Sound data management
While not all companies that collect data do so for the purpose of making a profit, they do use sensitive personal data in their business operations. These companies are exposed to data security risks and/or violations of the privacy laws. They create an amazing app or interactive system that allows them to gather (indirect) data from users, without realising that they’re in violation of privacy laws.
Those who, in processing data, are not sufficiently aware of their vulnerability could end up making a wrong move and potentially suffer reputational damage in the process. In order to prevent such damage, they set extremely strict security requirements for any new design, sometimes even stricter than is required for the application in question. ‘We don’t want to make the news because some university professor and a couple of his students manage to hack our product in just one hour. Even though profits from such a hack are marginal, the reputational damage is huge.’
As a result, relatively simple products can nevertheless become quite expensive due to the detailed data security specifications. Remember that what’s at stake here is merely ‘image protection’, the costs of which might even outweigh the benefits. If we make the right technical decisions during the product design process, we can achieve the best possible price/security ratio.
Anything can be hacked
If you think that, after all these warnings, we’re going to come up with a neat solution, we’ll unfortunately have to disappoint you. The truth is that there is no universal solution, although there is a universal rule: ultimately, anything can be hacked (that is, with a great deal of patient and skill). A similar rule of thumb is: ‘Do it right or don’t do it at all.’ Being ‘somewhat secured’ is like being ‘a little bit pregnant’ – there’s no such thing.

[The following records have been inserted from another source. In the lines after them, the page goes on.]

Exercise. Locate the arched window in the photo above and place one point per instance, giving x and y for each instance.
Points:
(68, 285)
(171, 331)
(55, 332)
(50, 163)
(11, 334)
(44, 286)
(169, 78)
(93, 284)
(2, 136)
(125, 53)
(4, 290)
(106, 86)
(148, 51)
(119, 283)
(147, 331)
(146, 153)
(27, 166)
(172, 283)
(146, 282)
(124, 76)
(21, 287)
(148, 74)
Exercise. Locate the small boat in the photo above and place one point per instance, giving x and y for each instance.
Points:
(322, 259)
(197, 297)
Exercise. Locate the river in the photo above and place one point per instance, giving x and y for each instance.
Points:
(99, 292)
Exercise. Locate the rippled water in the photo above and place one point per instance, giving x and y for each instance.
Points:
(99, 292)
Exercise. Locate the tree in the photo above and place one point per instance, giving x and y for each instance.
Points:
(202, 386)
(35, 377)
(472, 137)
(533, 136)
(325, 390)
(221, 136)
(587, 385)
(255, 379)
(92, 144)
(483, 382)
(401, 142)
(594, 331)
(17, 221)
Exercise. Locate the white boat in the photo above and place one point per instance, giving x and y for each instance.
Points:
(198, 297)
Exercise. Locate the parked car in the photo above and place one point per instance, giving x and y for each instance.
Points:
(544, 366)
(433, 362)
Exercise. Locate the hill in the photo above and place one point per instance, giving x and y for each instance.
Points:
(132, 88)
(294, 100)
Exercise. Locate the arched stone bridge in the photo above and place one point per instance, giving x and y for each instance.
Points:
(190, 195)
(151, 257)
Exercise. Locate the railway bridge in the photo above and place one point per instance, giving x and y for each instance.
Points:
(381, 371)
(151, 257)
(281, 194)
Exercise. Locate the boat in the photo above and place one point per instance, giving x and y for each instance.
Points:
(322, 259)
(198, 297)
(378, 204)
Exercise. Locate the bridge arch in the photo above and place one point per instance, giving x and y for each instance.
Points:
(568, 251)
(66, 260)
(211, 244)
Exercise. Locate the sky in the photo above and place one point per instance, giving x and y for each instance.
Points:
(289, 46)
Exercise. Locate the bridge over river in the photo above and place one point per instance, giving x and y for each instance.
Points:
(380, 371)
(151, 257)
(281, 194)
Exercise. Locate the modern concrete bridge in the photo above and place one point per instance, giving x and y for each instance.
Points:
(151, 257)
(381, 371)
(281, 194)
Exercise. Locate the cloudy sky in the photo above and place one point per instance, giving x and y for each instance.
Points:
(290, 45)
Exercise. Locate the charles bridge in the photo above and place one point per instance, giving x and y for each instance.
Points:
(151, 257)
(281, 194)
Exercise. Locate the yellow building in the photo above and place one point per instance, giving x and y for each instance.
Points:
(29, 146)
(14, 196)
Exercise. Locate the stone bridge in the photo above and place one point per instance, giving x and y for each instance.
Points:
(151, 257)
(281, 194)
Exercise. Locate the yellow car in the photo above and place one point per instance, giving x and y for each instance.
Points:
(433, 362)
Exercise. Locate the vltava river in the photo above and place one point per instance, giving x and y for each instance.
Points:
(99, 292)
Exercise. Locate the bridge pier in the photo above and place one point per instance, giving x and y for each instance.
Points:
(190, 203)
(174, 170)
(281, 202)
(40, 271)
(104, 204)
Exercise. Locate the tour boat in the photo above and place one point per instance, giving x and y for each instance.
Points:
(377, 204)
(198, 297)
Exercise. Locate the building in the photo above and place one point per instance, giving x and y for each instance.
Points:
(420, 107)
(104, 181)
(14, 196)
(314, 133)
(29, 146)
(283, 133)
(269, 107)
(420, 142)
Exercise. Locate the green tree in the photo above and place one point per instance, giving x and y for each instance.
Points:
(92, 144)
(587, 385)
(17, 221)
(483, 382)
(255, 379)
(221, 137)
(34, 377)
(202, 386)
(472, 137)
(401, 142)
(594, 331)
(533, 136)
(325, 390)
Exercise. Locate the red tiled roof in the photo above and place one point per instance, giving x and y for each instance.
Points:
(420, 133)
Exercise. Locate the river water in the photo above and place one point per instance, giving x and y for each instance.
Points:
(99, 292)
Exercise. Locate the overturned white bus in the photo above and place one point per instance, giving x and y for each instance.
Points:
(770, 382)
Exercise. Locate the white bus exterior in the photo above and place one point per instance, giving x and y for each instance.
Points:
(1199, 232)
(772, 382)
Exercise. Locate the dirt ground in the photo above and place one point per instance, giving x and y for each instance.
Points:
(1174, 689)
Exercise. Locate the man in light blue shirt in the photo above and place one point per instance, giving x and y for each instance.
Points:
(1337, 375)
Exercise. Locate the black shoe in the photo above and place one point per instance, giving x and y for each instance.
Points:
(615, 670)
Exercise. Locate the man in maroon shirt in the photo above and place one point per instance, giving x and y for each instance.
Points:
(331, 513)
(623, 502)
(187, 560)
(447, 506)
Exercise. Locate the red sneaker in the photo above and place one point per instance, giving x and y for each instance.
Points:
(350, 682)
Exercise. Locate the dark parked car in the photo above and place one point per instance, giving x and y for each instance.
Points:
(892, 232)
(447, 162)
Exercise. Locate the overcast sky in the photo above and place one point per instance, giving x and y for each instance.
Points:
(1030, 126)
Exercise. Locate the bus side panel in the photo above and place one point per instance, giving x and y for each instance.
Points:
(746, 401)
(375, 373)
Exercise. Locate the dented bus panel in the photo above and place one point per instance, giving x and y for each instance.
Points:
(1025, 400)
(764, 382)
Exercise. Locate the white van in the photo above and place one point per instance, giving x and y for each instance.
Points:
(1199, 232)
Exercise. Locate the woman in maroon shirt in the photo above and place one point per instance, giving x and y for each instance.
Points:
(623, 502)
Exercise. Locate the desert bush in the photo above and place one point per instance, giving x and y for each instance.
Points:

Data security is an eternal scramble between hackers and cryptography experts. The latter always give recommendations based on the latest technologies, but no matter what systems or applications you choose, you know you’ll fall victim to a hacker attack again at some stage in the future. This is a real risk in the constantly changing world of connected electronics, in which products become obsolete in just a few years. That’s why it’s important to keep evaluating: is my security still adequate? Unfortunately, there are myriad examples of products that we would be well advised to get rid of for security reasons. The GSM, GPRS and DECT technologies, for example, present real security hazards.
Security is about changing your attitude
Developing a security strategy requires that you take an different approach to the ways in which systems may be abused. Our intuition tells us that people are inherently good, and while in a normal society that’s a good thing, making security decisions requires that you assume the opposite. Keep in mind that all it takes is one person with malicious intent. Identify risks by analysing weaknesses and deliberately choose to implement the measures that you’re forced to take in this day and age. Also, remember to review the risks and decisions again a few years down the line: technology changes constantly and today’s decisions will be outdated tomorrow. This requires an awareness of the risks facing us today, tomorrow and next year, both among consumers and in organisations.